The FDA is not qualified to judge psychoactive drugs
Here's why.
by Brian Ballard Quass, the Drug War Philosopher
June 14, 2024
The FDA sets a ridiculous standard of safety for drugs like MDMA 1 . This is because they focus only on the downsides of use. They do not care in the least about the millions who suffer in silence thanks to the outlawing of such drugs. This is why the approval of psychoactive drugs is always based on philosophical assumptions. For the question is not just, "How dangerous is a drug?" but rather "How important are freedom of thought and the power to control one's own mind?" And the FDA has no expertise in deciding such philosophical matters!
By ignoring the needs of such would-be beneficiaries of the drug, the FDA is essentially telling us that freedom of the mind is not important and that the prime imperative in life is to avoid risk at all costs, even if it means the silent suffering of vast swaths of humanity. Of course, this default philosophical premise is a mistake, even on its own terms, for it fails to calculate, or to even consider, the risk of leaving the world full of dissatisfied people, who may take out that dissatisfaction on themselves or others.
Author's Follow-up:
April 05, 2025
This is the same FDA that approves of Big Pharma 23 drugs whose side effects as advertised on prime-time television include death itself 4 . This is the same FDA that thinks that brain-damaging shock therapy is a valuable treatment. They will not let you improve your mood with phenomenally safe drugs, many of which grow at our very feet, but not to worry: if you get TOO depressed, the FDA is ready to help you damage your brain.
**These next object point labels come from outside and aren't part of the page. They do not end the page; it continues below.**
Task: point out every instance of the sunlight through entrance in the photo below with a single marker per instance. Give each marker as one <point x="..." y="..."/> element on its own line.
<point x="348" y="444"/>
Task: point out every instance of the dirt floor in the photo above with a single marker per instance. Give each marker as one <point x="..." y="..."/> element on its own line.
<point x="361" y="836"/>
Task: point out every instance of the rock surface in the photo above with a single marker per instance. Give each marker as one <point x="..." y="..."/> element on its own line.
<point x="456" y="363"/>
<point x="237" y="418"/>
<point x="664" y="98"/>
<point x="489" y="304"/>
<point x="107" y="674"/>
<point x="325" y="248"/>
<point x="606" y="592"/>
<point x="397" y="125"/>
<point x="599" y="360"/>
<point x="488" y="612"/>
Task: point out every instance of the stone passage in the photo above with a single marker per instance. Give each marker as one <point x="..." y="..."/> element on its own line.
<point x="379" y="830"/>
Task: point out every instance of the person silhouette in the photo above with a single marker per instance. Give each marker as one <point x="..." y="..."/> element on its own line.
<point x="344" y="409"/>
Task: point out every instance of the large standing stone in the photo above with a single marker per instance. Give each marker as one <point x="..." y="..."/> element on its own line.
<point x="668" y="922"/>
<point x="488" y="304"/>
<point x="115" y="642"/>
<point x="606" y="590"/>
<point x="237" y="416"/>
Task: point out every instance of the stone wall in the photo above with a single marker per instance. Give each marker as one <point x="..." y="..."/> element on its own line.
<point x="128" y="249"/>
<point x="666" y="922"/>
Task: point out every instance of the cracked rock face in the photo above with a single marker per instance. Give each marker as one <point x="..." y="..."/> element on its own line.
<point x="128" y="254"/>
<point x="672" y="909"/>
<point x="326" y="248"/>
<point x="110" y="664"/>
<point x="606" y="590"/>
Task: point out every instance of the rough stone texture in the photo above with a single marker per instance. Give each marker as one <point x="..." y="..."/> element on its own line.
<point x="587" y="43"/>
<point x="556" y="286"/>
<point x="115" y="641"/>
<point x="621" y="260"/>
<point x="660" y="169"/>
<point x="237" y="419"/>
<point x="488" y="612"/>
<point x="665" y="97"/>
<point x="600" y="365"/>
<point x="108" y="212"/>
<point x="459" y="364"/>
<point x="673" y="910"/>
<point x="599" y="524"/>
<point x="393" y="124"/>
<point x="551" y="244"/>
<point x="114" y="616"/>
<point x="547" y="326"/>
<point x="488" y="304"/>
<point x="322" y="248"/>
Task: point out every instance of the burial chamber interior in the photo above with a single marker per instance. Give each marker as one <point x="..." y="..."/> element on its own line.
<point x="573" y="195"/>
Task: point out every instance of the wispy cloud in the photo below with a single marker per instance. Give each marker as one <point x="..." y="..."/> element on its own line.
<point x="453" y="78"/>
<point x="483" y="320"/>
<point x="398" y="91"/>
It may not make you thrive in life, but it will take your mind off of your problems -- and everything else for that matter.
The important thing is, you will no longer be a problem for the nursing staff that you will henceforth require. You will be all compliance and not put up a fight.
This is proof that the materialist approach to mind and mood medicine is perverted and sick. It causes the behaviorist to ignore all obvious benefits to drugs and to prefer suicide 5 to drug use. When is America going to wake up?
Mad in America solicits personal stories about people trying to get off of antidepressants, but they will not publish your story if you want to use entheogenic medicines to help you. They're afraid their readers can't handle the truth.
Even when laudanum was legal in the UK, pharmacists were serving as moral adjudicators, deciding for whom they should fill such prescriptions. That's not a pharmacist's role. We need an ABC-like set-up in which the cashier does not pry into my motives for buying a substance.
The Holy Trinity of the Drug War religion is Janis Joplin, Jimi Hendrix, and John Belushi. "They died so that you might fear psychoactive substances with all your heart and with all your soul and with all your mind and with all your strength."
In the board game "Sky Team," you collect "coffees" to improve your flying skills. Funny how the use of any other brain-focusing "drug" in real life is considered to be an obvious sign of impairment.
We westerners have "just said no" to pain relief, mood elevation and religious insight.
NOW is the time for entheogens -- not (as Strassman and Pollan seem to think) at some future date when materialists have finally wrapped their minds around the potential usefulness of drugs that experientially teach compassion.
The FDA says that MindMed's LSD drug works. But this is the agency that has not been able to decide for decades now if coca "works," or if laughing gas "works." It's not just science going on at the FDA, it's materialist presuppositions about what constitutes evidence.
I don't have a problem with CBD. But I find that many people like it for the wrong reasons: they assume there is something slightly "dirty" about getting high and that all "cures" should be effected via direct materialist causes, not holistically a la time-honored tribal use.
In his book "Salvia Divinorum: The Sage of the Seers," Ross Heaven explains how "salvinorin A" is the strongest hallucinogen in the world and could treat Alzheimer's, AIDS, and various addictions. But America would prefer to demonize and outlaw the drug.
After over a hundred years of prohibition, America has developed a kind of faux science in which despised substances are completely ignored. This is why Sci Am is making a new argument for shock therapy in 2023, because they ignore all the stuff that OBVIOUSLY cheers one up.